The term airway remodeling is a difficult one because it appears to have many definitions. However, we know that the airways undergo structural changes in asthma, as discussed by Drs. Woodruff and Fahy. This active area of investigation includes work in the areas of smooth muscle, angiogenesis, mucous gland hyperplasia, and collagen deposition, all of which are felt to contribute to the ``remodeling'' process. The mechanisms driving these changes are not well understood, and whether our therapies alter this process is not clear. However, Drs. Woodruff and Fahy provide an interesting discussion on the topic, and the role of anti-inflammatory medications in abating this process.
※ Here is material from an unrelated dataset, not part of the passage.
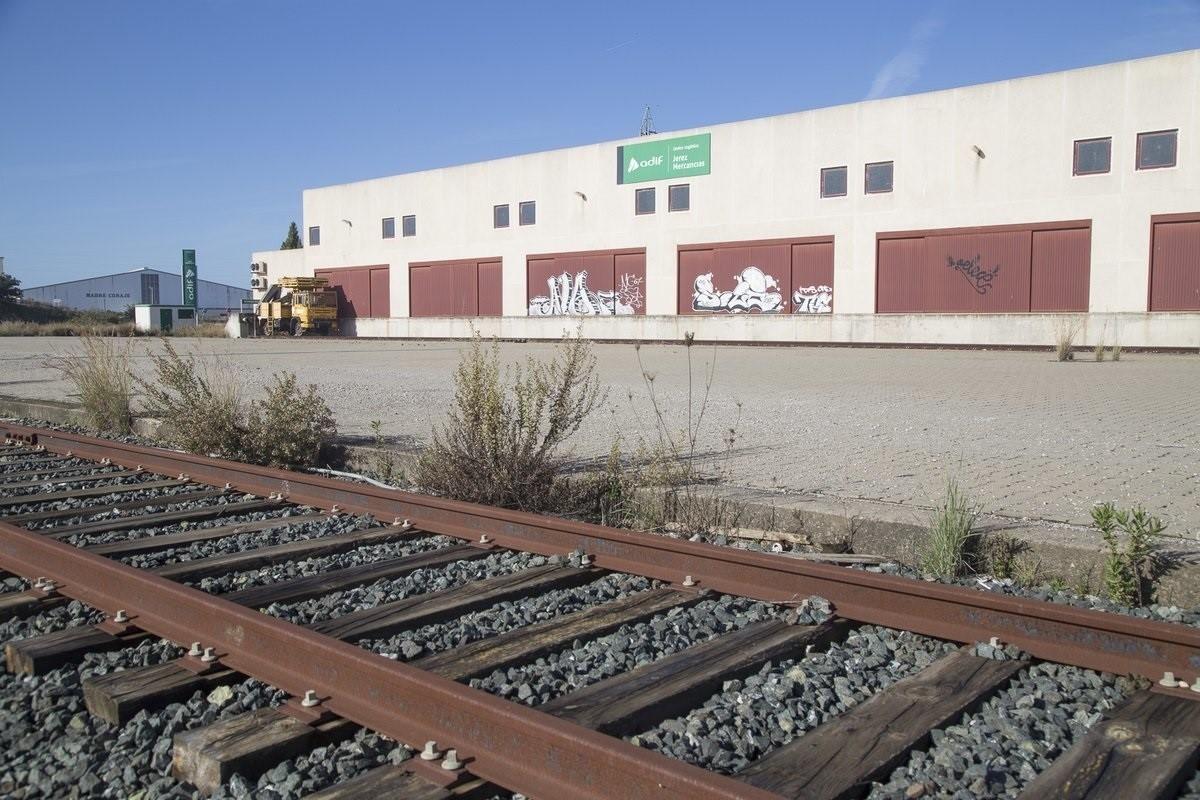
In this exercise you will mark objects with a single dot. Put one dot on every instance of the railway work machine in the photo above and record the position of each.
(298, 306)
Moving on to therapeutics, Drs. Iqbal, Sunmonu, and Ford provide an interesting and important discussion on the use of inhaled beta2-agonists in asthma. Because these medications have been a mainstay of treatment for some time, we are now learning that responses to these medications can vary depending on the genetics at the beta2 receptor. The authors discuss the issues of beta2 polymorphisms, and whether certain polymorphisms are associated with reduced response to beta2-agonists. This area of asthma therapeutics, pharmacogenetics, will play an increasing role in how we determine the best asthma therapy for a particular patient.

Corticosteroids are considered first-line therapy for persistent asthma, and Drs. Spahn and Szefler discuss how different corticosteroid preparations are not created equal. In fact, there are distinct differences in receptor binding, half-life, and deposition, all of which influence the response to this class of medications. They describe, through their work as part of the National Heart, Lung, and Blood Institute's Asthma Clinical Research Network, a model to study responses to different inhaled corticosteroids and how to compare them ``head to head.'' These issues are extremely relevant and timely for the clinician because it is initially often difficult to choose an inhaled corticosteroid and to determine dosing.

Of course, the issue of steroid responsiveness can be very important, particularly if the patient is steroid unresponsive, as discussed by Drs. Spahn, Szefler, and Leung. It appears that steroid unresponsiveness is driven by persistent immune activation, and particular cytokines such as interleukins 2, 4, and 13 may have significant roles. It is also important to elucidate and treat factors that may increase inflammation indirectly in asthma, such as atopy, sinusitis, gastroesophageal reflux disease, and obstructive sleep apnea. By reducing the impact of these contributing factors, some patients can move from steroid unresponsive to responsive.

Finally, we have other options in asthma therapeutics, and one includes the use of leukotriene receptor antagonists in the treatment of asthma, as discussed by Drs. Krawiec and Jarjour. These agents can and have been used to treat persistent asthma, mainly as add-on therapy, but potentially also as monotherapy. The issue of compliance is critical to asthma therapy, and these oral agents provide an alternative to inhaled medications.

In summary, I am happy to recommend this issue of Seminars in Respiratory and Critical Care Medicine to both the practicing clinician and the researcher. I believe it provides a state-of-the-art review of new areas in asthma pathogenesis, as well as the challenges associated with the treatment of asthma. I am honored to serve as guest editor, and am thankful to my colleagues for their excellent reviews. I would also like to thank Dr. Joseph Lynch for the opportunity to serve as a guest editor.